Written Answers. - Tax Returns.

Seán Haughey

Ceist:

198 Mr. Haughey asked the Minister for Finance the position regarding the payment of preliminary tax by sole traders in the shorter tax year; if his attention has been drawn to the difficulties this will cause for some businesses having regard to cash flow situations; and if he will make a statement on the matter. [3250/02]

The due date for payment of preliminary tax in respect of the "short" tax year, 6 April 2001 to 31 December 2001, was 31 October 2001. The tax return in relation to that tax year, together with the balance of any tax due, must be submitted not later than 31 October 2002. Any taxpayer who paid insufficient preliminary tax on 31 October 2001 should arrange to pay the outstanding tax liability for this tax year as early as possible in order to minimise possible interest charges.
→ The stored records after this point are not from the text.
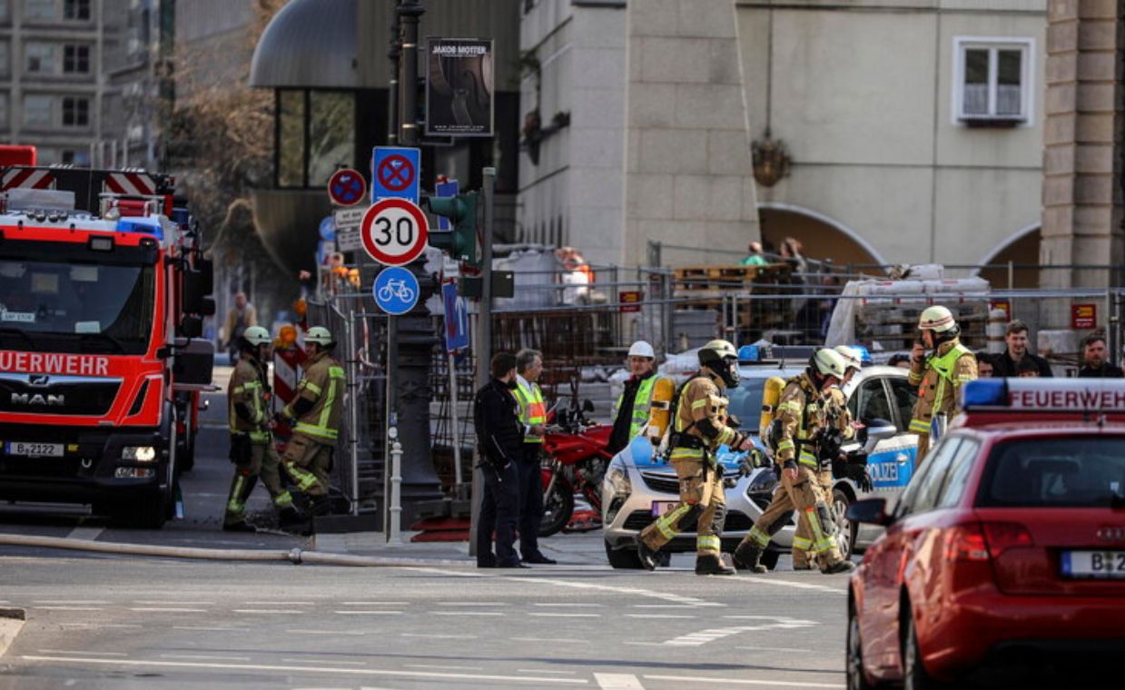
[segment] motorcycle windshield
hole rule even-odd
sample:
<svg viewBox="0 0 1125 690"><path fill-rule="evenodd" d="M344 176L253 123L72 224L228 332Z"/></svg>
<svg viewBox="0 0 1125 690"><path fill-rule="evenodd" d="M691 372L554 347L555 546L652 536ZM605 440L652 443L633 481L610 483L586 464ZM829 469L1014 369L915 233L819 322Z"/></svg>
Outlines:
<svg viewBox="0 0 1125 690"><path fill-rule="evenodd" d="M0 349L144 353L154 297L153 266L0 258Z"/></svg>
While the due date for any balance of tax payable will be earlier than heretofore, this is balanced by the smaller payment required in respect of the short tax year and by the fact that preliminary tax is now payable close to the end of the tax year, rather than in mid-year as has been the case up until now. In all the circumstances, I do not consider that the transition to the calendar year has adversely affected cash flow for businesses.
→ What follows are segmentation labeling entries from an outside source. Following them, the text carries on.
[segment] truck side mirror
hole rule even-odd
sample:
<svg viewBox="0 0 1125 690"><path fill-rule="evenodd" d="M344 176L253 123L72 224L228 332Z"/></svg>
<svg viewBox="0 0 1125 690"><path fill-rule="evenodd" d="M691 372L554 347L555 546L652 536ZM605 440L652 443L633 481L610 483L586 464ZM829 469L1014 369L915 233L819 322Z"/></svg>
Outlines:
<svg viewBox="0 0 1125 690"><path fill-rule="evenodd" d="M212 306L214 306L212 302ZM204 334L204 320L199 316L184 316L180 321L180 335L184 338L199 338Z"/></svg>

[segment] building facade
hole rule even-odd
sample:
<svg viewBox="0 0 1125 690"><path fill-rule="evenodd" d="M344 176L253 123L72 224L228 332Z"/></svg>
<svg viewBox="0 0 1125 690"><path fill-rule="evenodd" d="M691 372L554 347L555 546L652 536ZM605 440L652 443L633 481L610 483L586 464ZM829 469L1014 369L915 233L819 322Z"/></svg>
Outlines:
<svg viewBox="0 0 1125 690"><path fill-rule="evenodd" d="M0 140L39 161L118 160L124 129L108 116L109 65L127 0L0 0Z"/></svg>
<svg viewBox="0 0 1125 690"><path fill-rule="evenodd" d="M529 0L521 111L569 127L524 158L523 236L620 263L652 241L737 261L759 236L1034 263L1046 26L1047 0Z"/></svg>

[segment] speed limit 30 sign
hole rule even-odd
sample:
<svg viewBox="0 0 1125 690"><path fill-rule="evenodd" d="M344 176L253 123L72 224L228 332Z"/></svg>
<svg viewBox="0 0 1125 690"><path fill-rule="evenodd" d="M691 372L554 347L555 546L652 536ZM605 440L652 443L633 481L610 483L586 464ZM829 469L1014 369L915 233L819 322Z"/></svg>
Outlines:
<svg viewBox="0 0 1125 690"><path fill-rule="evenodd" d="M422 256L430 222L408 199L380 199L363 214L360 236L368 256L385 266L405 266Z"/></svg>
I am advised by the Revenue Commissioners that, as part of their normal arrangements, they would be prepared to discuss an individual case with the taxpayer concerned with a view to overcoming a payment difficulty. In practice this could, for example, be an agreement to pay the liability through an instalment arrangement. It is important to emphasise that a taxpayer with payment difficulties for income tax or any other tax should not ignore demands for payment but should instead make timely contact with Revenue to explain the circumstances and to settle appropriate payment arrangements.